It is disappointing that we are in this position. The judge stated, "The lack of respect for fair procedures was extended to the review when other penalties were imposed without any opportunity given to the applicant to make submissions in advance of the imposition of an extra penalty." In other words, when the appeal was lodged and the officials visited the farmer to conduct the review, not only did they uphold the first penalty but they imposed a second penalty on the farmer. That is the case for many farmers throughout the country.

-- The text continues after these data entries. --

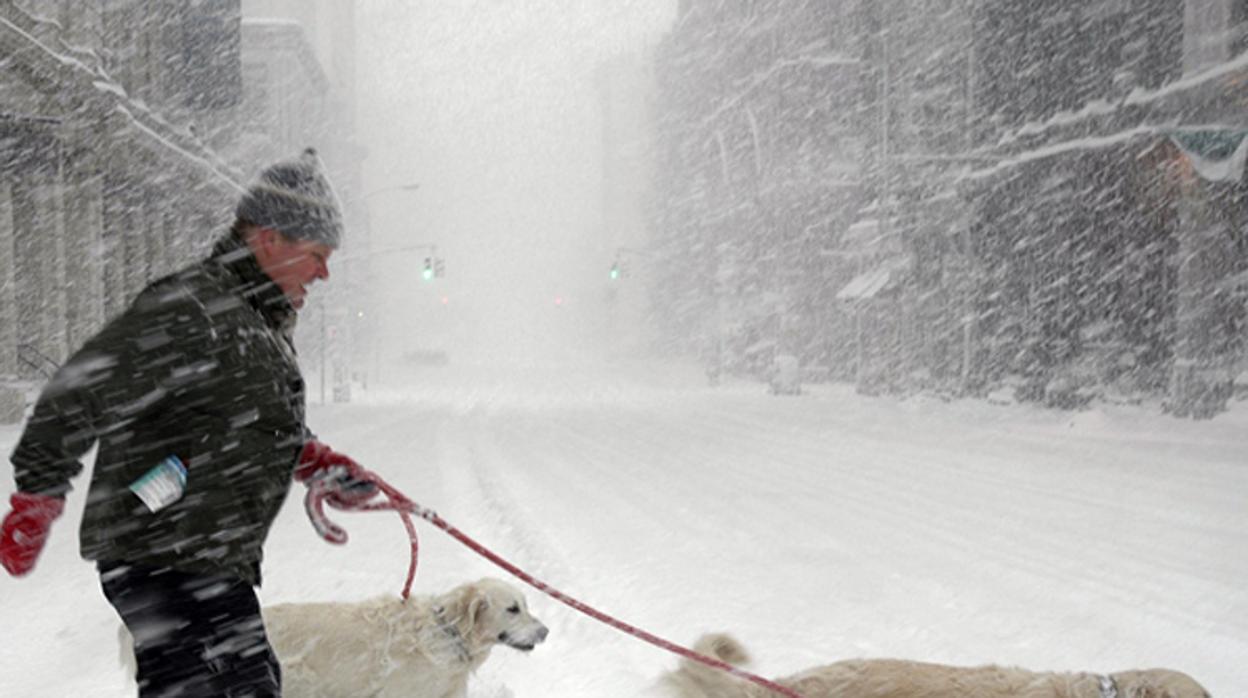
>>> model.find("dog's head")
[442,578,550,652]
[1113,669,1209,698]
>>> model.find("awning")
[1169,126,1248,182]
[836,260,907,301]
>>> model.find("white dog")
[660,634,1209,698]
[121,579,548,698]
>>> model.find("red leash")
[307,473,802,698]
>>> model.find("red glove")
[0,492,65,577]
[295,441,377,544]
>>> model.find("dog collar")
[433,607,469,664]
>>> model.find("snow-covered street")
[0,363,1248,698]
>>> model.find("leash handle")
[329,472,802,698]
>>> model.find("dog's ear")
[694,633,750,667]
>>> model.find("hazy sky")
[357,0,675,355]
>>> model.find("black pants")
[99,562,282,698]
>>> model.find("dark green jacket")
[12,235,310,584]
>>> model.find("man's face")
[255,229,333,310]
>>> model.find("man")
[0,149,376,698]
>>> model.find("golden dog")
[660,633,1209,698]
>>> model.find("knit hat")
[235,147,342,247]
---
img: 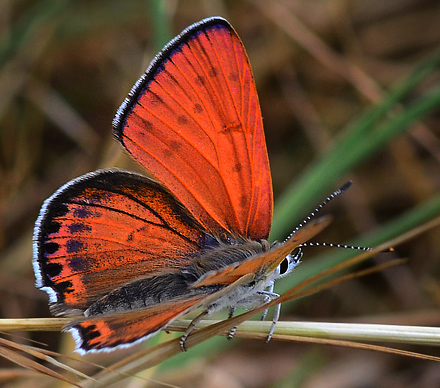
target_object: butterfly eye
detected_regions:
[279,257,289,276]
[277,248,303,277]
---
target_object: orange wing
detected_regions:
[192,218,330,288]
[113,18,273,240]
[34,169,205,313]
[66,295,205,353]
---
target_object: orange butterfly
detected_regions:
[34,17,328,352]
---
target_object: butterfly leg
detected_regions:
[226,306,237,340]
[179,307,213,352]
[266,304,281,343]
[261,280,275,321]
[253,288,281,343]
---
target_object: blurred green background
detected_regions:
[0,0,440,388]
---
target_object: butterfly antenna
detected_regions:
[286,181,352,242]
[287,181,378,251]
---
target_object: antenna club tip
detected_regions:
[339,181,353,191]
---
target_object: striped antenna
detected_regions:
[286,181,352,241]
[286,181,373,251]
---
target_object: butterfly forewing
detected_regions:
[114,18,272,239]
[34,169,204,312]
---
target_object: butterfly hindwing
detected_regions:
[34,169,204,313]
[66,295,204,353]
[113,18,273,240]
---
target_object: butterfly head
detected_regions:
[274,248,303,279]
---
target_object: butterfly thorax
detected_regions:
[85,239,270,316]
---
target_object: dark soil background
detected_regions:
[0,0,440,388]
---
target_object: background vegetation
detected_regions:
[0,0,440,388]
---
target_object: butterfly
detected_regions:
[33,17,328,353]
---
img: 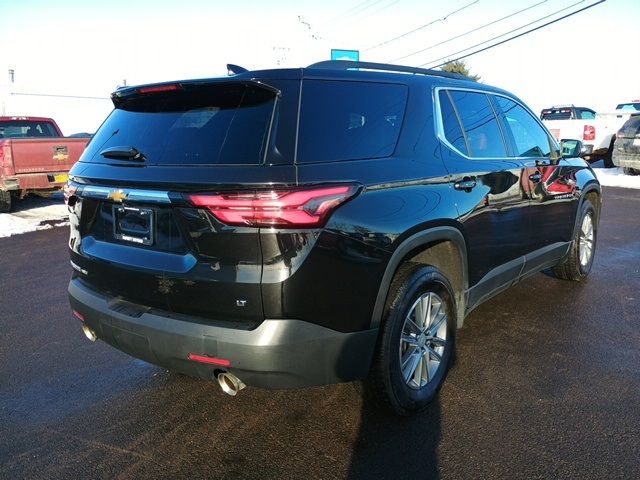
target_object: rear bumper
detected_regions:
[69,279,377,388]
[0,172,69,190]
[612,154,640,169]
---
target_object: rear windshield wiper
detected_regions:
[100,147,147,162]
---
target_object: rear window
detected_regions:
[298,80,407,163]
[83,82,276,165]
[0,120,60,138]
[618,115,640,138]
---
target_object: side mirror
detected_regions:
[560,139,584,158]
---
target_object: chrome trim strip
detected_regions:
[79,185,171,203]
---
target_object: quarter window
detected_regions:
[495,96,551,158]
[440,90,469,156]
[445,90,507,158]
[298,80,407,163]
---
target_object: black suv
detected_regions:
[67,62,601,414]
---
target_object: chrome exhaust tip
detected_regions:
[82,325,98,342]
[218,372,246,397]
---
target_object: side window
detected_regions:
[580,109,596,120]
[495,96,551,158]
[449,90,507,158]
[298,80,407,163]
[439,90,469,156]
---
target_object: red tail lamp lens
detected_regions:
[187,353,231,367]
[582,125,596,140]
[189,185,357,228]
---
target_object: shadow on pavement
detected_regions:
[346,386,442,480]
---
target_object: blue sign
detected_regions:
[331,48,360,62]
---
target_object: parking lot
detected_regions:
[0,187,640,479]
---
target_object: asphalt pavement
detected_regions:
[0,188,640,480]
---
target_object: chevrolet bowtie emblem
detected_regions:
[107,190,129,203]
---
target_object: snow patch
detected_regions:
[0,193,69,237]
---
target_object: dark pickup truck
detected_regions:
[0,117,89,212]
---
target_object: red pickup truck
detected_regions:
[0,117,89,212]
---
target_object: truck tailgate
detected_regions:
[11,138,89,174]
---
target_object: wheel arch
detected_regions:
[371,226,468,328]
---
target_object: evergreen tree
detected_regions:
[441,60,481,82]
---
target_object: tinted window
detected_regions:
[83,83,275,165]
[439,90,469,155]
[580,110,596,120]
[449,90,507,158]
[0,120,60,138]
[616,103,640,110]
[495,96,551,157]
[298,80,407,163]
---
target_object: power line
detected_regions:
[419,0,607,68]
[422,0,586,65]
[390,0,549,63]
[364,0,478,52]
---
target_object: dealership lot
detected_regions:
[0,187,640,479]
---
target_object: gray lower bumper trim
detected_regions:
[69,279,378,388]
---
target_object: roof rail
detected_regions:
[227,63,249,75]
[307,60,470,80]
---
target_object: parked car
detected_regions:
[616,100,640,111]
[68,61,601,415]
[541,104,635,168]
[0,117,89,212]
[613,113,640,175]
[540,105,596,120]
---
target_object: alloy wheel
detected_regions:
[400,292,448,390]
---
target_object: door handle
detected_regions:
[529,171,542,183]
[453,177,476,192]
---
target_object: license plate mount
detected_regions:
[113,205,155,245]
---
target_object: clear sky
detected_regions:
[0,0,640,134]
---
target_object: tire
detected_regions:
[553,200,598,282]
[365,263,456,415]
[0,190,11,213]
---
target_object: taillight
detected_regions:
[62,183,78,206]
[188,185,358,228]
[582,125,596,140]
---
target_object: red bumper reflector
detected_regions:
[187,353,231,367]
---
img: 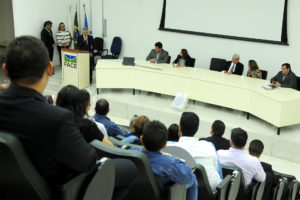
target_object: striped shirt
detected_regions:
[56,31,71,46]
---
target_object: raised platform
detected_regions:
[44,68,300,180]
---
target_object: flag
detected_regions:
[84,12,89,28]
[74,10,80,49]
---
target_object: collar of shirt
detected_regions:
[5,84,46,101]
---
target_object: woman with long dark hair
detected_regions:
[56,85,113,146]
[173,49,195,67]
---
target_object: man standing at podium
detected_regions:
[78,27,94,83]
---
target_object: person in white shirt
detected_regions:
[172,112,223,192]
[218,128,266,189]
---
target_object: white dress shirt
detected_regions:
[218,147,266,188]
[172,137,222,192]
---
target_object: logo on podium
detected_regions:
[64,54,77,69]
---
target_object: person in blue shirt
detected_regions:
[93,99,128,137]
[137,121,198,200]
[122,115,150,144]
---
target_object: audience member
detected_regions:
[175,112,223,191]
[218,128,266,188]
[249,140,279,200]
[141,121,198,200]
[173,49,195,67]
[93,99,126,137]
[122,115,150,143]
[41,21,55,74]
[146,42,169,63]
[199,120,230,151]
[271,63,297,89]
[78,27,94,83]
[56,85,113,146]
[80,89,108,137]
[167,124,179,145]
[56,22,71,65]
[223,54,244,75]
[0,36,97,194]
[247,60,262,79]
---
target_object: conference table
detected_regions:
[96,59,300,135]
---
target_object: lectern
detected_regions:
[61,48,90,89]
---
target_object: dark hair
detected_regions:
[249,140,264,157]
[80,89,91,112]
[154,42,162,49]
[211,120,225,137]
[168,124,179,142]
[95,99,109,115]
[56,85,86,122]
[5,36,50,84]
[44,20,52,27]
[45,95,54,105]
[180,112,199,137]
[181,49,189,59]
[143,121,168,152]
[281,63,292,70]
[58,22,65,31]
[130,115,150,137]
[231,128,248,148]
[249,60,258,70]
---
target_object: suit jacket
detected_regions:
[173,55,195,67]
[146,49,169,63]
[78,35,94,52]
[199,136,230,151]
[0,84,97,186]
[41,28,55,49]
[271,71,297,89]
[223,61,244,75]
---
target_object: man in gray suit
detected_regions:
[146,42,170,63]
[271,63,297,89]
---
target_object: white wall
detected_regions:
[104,0,300,79]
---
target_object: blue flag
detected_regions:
[84,13,89,28]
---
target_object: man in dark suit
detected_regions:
[199,120,230,151]
[271,63,297,89]
[249,140,279,200]
[78,28,94,83]
[146,42,169,63]
[223,54,244,75]
[41,21,55,73]
[0,36,136,199]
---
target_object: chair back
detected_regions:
[209,58,226,72]
[110,37,122,58]
[0,131,51,200]
[260,70,268,80]
[91,140,162,200]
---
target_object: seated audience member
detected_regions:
[247,60,262,79]
[199,120,230,151]
[80,89,108,137]
[0,36,97,191]
[141,121,198,200]
[249,140,279,200]
[0,36,137,199]
[223,54,244,75]
[175,112,223,191]
[122,115,150,144]
[146,42,169,63]
[45,95,56,105]
[218,128,266,189]
[271,63,297,89]
[173,49,194,67]
[167,124,179,145]
[93,99,126,137]
[56,85,113,146]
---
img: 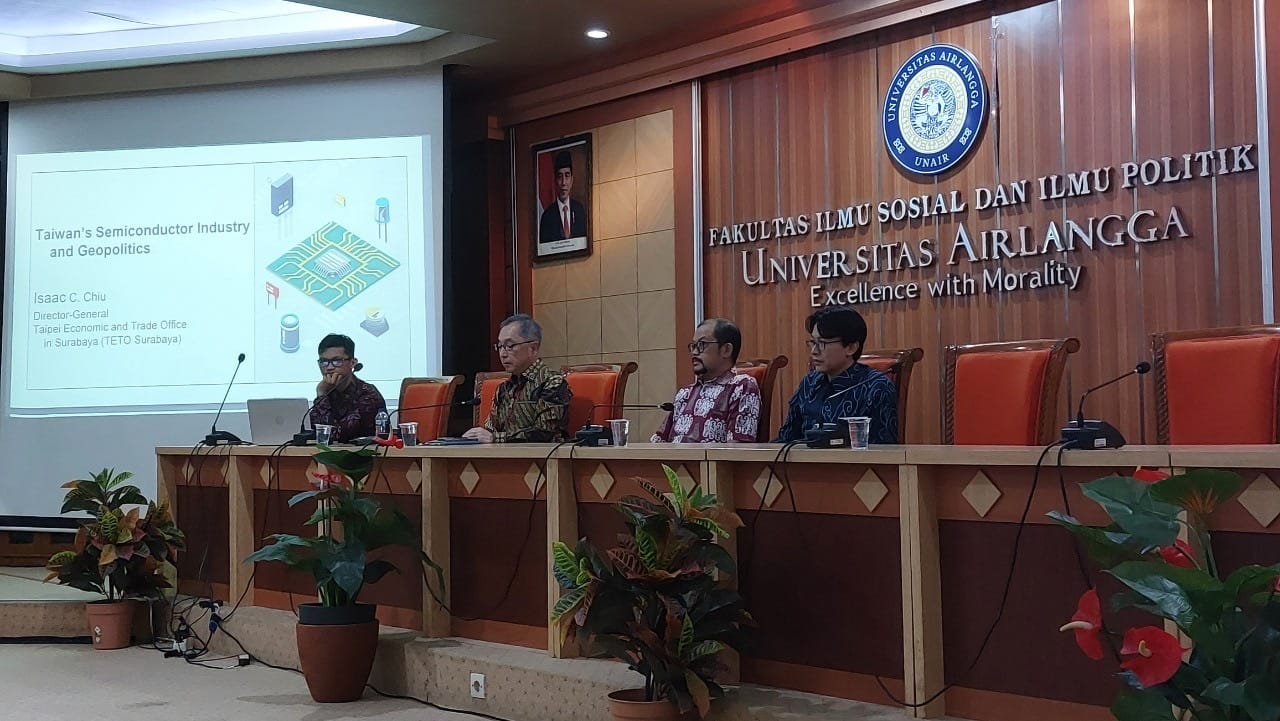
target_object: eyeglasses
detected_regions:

While I acknowledge the Minister said farmers feel aggrieved, they also feel vindicated by this case. The Department has many questions to answer in this regard.

If farmers are obliged to do something for the Department to secure a grant, strict time limits are set and they must do it this way, that way or the other way. I have experience of this on many occasions. Every hurdle is set in their way, yet when the Department does something, officials seem to be able ride roughshod over everybody. That sense of officialdom always winning out has been challenged and defeated in the courts on this occasion. It would be a measure of due respect to the entire farming community if the Minister simply put his two hands up and said the Department was totally wrong in this case and it will look after the farmer.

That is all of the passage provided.